The 2010 tax filings of the Center to Protect Patient Rights give a partial picture of how the informal network of political nonprofits spreads money around. The CPPR took in $13.7 million in 2009, even as its tax returns said it engaged in no fundraising. The following year, after the Supreme Court’s ruling, contributions almost quintupled to $61.8 million. In the two years for which IRS records are available, 2009 and 2010, the CPPR, whose address is a post office box 10 miles from a house Noble owns in Phoenix, shifted $55.4 million to other nonprofit political organizations—including some of the biggest-spending independent groups of the 2010 election.
Though there aren’t public records revealing where the CPPR got its money, Noble has connections to Americans for Prosperity, the conservative political nonprofit tied to billionaire businessmen Charles and David Koch. In 2010 Noble spoke at a Koch-sponsored gathering of wealthy donors where they discussed how to help Republicans win the White House and more seats in Congress. He shared a podium with Tim Phillips, president of Americans for Prosperity, and the CPPR gave the group $1.9 million in 2010. An Americans for Prosperity spokesman says Noble isn’t on the group’s payroll.

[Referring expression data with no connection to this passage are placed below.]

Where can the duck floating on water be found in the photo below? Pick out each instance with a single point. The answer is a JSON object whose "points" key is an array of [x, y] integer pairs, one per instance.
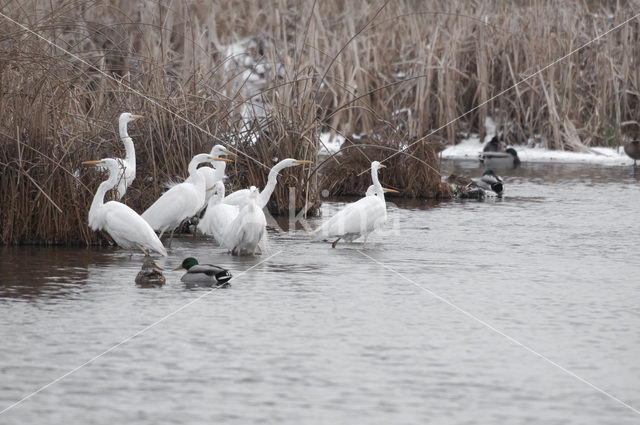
{"points": [[632, 148], [465, 188], [468, 188], [506, 159], [150, 275], [203, 273], [491, 181], [494, 145]]}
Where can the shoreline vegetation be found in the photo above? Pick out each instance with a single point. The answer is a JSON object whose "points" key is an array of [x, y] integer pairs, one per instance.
{"points": [[266, 82]]}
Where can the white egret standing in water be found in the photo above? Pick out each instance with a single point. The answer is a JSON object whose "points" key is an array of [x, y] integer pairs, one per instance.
{"points": [[211, 175], [359, 218], [240, 197], [243, 235], [182, 201], [123, 224], [218, 215], [127, 165]]}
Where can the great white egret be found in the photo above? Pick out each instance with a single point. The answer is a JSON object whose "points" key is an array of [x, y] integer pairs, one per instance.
{"points": [[211, 175], [359, 218], [240, 197], [218, 215], [123, 224], [371, 190], [182, 201], [506, 159], [203, 273], [127, 165], [243, 235]]}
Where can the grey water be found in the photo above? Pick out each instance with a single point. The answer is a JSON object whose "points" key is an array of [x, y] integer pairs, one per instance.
{"points": [[521, 310]]}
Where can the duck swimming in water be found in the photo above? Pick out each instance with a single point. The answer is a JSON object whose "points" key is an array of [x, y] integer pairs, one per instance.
{"points": [[203, 273], [150, 275], [506, 159], [491, 181], [465, 188], [494, 145]]}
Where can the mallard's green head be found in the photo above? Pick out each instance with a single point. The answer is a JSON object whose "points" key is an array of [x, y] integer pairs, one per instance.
{"points": [[187, 264]]}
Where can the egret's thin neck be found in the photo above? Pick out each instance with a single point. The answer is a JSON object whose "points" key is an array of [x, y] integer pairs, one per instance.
{"points": [[219, 166], [122, 127], [272, 180], [376, 183], [130, 151], [196, 176]]}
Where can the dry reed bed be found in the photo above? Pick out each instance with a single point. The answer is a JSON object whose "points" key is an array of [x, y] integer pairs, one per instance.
{"points": [[394, 71]]}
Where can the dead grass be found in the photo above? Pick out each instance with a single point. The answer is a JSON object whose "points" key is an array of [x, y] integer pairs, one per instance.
{"points": [[393, 71]]}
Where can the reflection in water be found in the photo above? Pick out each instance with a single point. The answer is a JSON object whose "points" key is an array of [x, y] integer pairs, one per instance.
{"points": [[326, 335]]}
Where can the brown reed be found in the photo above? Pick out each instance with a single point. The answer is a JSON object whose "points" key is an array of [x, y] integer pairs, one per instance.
{"points": [[393, 71]]}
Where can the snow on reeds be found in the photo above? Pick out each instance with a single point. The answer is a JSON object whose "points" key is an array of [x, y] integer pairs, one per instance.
{"points": [[269, 80]]}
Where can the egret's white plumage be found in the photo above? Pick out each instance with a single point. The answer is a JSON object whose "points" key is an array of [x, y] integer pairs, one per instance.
{"points": [[240, 197], [359, 218], [218, 215], [126, 165], [243, 235], [182, 201], [211, 175], [123, 224]]}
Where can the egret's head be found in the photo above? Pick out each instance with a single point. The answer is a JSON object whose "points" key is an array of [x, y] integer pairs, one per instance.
{"points": [[128, 117], [376, 165], [187, 263], [512, 151], [219, 150]]}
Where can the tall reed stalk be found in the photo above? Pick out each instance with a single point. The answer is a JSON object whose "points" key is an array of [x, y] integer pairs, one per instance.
{"points": [[268, 80]]}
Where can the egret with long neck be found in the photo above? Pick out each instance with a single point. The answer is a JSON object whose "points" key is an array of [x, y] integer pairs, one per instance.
{"points": [[240, 197], [359, 218], [123, 224], [127, 164], [182, 201]]}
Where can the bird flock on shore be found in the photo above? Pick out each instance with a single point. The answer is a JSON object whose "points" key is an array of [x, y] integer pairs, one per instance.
{"points": [[236, 221]]}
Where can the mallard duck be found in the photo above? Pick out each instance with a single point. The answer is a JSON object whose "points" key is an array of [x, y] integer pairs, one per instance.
{"points": [[491, 181], [494, 145], [632, 148], [150, 275], [506, 159], [465, 188], [203, 273]]}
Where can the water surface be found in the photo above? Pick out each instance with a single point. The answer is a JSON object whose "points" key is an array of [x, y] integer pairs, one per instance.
{"points": [[317, 335]]}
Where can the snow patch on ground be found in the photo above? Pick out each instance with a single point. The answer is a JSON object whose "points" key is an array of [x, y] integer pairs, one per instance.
{"points": [[471, 147]]}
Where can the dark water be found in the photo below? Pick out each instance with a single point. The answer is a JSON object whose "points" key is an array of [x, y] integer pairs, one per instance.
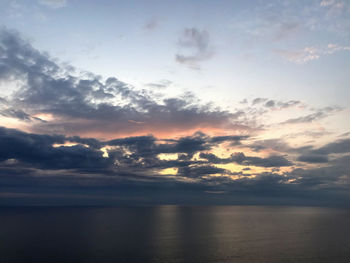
{"points": [[175, 234]]}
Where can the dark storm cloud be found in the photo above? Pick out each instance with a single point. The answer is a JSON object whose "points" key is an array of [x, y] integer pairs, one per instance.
{"points": [[38, 151], [197, 45], [84, 102], [30, 164]]}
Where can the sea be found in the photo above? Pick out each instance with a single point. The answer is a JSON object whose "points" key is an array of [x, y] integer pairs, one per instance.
{"points": [[175, 234]]}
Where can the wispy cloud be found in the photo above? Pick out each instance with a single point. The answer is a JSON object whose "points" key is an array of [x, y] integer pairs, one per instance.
{"points": [[196, 47], [53, 3], [308, 54]]}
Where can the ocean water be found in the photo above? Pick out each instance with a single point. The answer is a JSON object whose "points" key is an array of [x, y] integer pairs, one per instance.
{"points": [[174, 234]]}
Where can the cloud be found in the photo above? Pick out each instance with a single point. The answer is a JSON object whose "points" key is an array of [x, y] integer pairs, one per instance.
{"points": [[308, 54], [82, 103], [196, 44], [312, 158], [319, 114], [53, 3], [98, 137], [162, 84], [151, 25]]}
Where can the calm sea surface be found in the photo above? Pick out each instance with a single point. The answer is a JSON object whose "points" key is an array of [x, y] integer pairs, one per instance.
{"points": [[175, 234]]}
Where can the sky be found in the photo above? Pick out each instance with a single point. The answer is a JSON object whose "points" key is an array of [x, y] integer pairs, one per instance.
{"points": [[174, 102]]}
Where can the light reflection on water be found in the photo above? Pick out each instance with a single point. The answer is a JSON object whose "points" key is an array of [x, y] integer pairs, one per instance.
{"points": [[175, 234]]}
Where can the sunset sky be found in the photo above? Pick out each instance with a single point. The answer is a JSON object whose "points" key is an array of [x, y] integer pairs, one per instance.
{"points": [[174, 102]]}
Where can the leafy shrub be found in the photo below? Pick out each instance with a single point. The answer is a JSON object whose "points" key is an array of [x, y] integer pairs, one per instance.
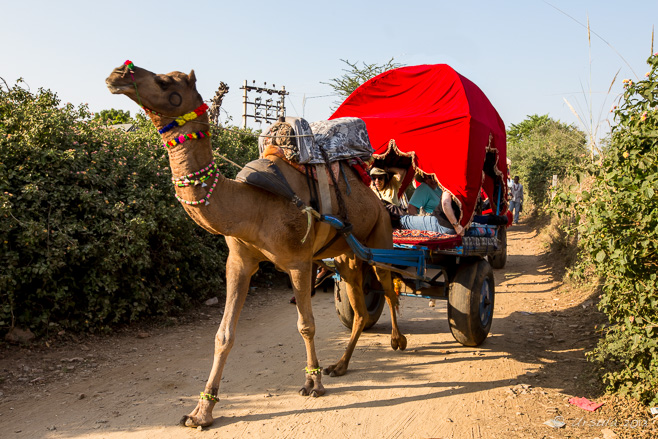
{"points": [[540, 147], [618, 236], [91, 234]]}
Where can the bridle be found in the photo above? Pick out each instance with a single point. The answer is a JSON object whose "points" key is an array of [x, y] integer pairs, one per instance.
{"points": [[194, 178]]}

This year, Noble, whose consulting firm is called DC London, has advised several congressional candidates, including Representative Jeff Flake, an Arizona Republican running for the Senate. Flake paid DC London $49,000 last year for management and field operations, according to the Center for Responsive Politics and Federal Election Commission records. Through the Center to Protect Patient Rights, Noble in 2010 sent $690,000 to the nonprofit arm of the Club for Growth, a group that supports less government spending and lower taxes, accounting for 12 percent of the club’s total budget, IRS records show.

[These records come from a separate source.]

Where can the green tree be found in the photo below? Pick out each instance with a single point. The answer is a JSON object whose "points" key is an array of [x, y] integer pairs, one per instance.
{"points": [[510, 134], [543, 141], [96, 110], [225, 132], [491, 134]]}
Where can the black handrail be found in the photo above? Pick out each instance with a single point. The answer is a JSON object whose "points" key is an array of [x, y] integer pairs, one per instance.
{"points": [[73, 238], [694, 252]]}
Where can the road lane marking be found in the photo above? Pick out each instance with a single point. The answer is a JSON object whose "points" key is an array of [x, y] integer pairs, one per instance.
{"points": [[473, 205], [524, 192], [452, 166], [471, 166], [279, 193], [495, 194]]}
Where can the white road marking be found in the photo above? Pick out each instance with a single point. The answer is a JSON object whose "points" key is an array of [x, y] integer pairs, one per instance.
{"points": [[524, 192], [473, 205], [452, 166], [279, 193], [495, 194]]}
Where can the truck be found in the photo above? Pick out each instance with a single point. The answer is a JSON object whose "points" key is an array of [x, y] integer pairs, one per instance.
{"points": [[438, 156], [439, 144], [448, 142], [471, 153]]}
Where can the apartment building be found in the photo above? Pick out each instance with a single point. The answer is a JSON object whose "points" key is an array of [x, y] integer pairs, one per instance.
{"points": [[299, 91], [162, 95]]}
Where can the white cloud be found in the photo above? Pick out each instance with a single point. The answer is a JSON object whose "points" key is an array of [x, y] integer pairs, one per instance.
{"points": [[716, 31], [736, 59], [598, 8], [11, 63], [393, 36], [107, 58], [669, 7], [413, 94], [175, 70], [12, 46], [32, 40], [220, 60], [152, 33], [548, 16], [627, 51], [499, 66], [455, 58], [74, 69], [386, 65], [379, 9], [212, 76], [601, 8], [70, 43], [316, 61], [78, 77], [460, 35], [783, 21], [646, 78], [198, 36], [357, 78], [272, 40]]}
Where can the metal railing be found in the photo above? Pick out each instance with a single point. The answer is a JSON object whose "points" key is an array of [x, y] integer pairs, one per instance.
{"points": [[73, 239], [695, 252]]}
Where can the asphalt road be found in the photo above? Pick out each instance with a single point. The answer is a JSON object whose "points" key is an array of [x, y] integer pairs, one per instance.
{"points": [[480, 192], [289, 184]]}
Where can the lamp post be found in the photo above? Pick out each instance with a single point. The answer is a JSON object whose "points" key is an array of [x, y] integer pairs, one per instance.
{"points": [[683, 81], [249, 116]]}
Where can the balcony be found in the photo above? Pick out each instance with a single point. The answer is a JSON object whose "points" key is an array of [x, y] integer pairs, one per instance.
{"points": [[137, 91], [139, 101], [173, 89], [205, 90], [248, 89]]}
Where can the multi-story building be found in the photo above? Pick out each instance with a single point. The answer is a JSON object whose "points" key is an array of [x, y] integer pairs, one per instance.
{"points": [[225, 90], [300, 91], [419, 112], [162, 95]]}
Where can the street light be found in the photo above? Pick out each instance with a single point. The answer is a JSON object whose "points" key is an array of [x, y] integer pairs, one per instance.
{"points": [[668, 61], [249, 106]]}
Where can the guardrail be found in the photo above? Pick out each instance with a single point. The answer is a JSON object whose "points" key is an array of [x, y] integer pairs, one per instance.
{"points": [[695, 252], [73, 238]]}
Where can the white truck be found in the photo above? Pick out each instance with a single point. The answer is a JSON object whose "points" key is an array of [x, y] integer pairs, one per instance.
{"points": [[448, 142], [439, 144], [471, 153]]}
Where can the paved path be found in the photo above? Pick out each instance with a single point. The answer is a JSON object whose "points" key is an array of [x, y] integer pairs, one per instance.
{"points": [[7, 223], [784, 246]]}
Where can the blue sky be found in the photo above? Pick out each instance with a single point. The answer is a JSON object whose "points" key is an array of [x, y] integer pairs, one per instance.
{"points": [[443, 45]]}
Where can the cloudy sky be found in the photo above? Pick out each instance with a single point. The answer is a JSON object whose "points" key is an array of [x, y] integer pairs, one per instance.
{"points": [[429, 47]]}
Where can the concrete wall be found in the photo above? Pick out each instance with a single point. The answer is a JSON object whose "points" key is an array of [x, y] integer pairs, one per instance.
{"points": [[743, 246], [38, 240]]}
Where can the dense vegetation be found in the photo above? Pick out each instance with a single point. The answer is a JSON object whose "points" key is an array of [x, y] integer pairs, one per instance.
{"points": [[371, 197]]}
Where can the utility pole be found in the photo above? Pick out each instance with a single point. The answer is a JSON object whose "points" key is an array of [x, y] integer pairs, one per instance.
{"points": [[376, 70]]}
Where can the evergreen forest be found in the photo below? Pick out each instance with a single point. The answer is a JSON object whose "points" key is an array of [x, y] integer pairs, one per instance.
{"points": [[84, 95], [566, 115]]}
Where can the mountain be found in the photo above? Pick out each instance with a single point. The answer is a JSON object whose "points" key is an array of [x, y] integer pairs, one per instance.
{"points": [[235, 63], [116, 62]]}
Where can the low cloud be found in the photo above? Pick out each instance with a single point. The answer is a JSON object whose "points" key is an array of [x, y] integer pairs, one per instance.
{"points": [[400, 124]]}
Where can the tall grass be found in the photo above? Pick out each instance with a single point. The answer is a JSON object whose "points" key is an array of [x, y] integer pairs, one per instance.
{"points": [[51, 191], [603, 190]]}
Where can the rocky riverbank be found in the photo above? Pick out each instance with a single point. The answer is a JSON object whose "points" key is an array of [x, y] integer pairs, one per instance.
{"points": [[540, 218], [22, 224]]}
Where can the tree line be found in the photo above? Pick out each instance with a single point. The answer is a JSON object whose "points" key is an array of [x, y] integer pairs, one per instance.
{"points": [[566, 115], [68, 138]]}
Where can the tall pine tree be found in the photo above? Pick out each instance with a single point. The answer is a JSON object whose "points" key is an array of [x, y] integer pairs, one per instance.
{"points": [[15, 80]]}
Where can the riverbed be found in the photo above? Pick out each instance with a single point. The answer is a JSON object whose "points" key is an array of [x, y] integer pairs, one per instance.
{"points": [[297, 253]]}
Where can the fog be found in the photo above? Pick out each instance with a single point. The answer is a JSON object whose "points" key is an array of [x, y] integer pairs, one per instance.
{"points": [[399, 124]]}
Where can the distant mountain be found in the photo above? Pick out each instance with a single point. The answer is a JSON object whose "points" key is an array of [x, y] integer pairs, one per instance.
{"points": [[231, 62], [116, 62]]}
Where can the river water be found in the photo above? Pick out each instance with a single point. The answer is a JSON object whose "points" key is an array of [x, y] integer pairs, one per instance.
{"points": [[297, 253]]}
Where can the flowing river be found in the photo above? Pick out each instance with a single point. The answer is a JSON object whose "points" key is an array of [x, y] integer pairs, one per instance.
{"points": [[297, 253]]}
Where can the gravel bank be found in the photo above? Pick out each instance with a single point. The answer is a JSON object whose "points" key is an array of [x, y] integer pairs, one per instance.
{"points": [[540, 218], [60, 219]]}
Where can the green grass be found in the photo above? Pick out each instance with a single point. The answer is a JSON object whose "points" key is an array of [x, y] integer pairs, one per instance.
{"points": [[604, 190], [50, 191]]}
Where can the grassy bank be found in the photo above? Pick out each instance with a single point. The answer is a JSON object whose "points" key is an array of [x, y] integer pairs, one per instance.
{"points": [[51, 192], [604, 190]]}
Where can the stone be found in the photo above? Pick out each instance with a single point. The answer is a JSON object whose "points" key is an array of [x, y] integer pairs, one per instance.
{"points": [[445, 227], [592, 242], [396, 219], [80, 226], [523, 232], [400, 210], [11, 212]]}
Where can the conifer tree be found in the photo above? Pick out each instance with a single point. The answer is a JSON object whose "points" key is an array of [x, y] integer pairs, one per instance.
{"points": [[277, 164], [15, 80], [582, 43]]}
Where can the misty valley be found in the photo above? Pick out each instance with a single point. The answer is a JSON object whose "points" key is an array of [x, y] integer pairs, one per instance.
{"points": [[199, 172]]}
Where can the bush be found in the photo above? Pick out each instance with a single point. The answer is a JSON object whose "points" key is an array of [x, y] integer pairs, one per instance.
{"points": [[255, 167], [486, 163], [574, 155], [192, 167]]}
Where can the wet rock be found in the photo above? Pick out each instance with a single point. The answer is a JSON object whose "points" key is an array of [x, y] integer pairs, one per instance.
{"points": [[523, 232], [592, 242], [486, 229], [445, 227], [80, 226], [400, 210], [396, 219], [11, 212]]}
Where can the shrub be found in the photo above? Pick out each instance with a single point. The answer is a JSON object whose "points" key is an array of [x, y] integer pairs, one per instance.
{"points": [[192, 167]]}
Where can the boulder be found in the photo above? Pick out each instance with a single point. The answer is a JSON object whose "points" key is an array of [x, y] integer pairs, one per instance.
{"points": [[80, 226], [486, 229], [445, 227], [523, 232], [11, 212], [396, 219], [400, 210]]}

The Club for Growth announced on Oct. 2 that it would spend $500,000 on TV ads in Arizona to support Flake’s Senate campaign. Barney Keller, a spokesman, says the Club for Growth’s campaign spending comes from its political action committee, not its nonprofit arm. Keller declined to say whether his organization is still receiving money from the CPPR. “It really highlights how interconnected and tightly knit this world is,” says Sheila Krumholz, executive director of the Center for Responsive Politics. “A few players keep showing up again and again.”
It will be many months before there is a full accounting of how these groups spent their money in this year’s election. They won’t have to file with the IRS until well into 2013 or 2014, another way the government helps the influence industry operate in secret until long after Election Day.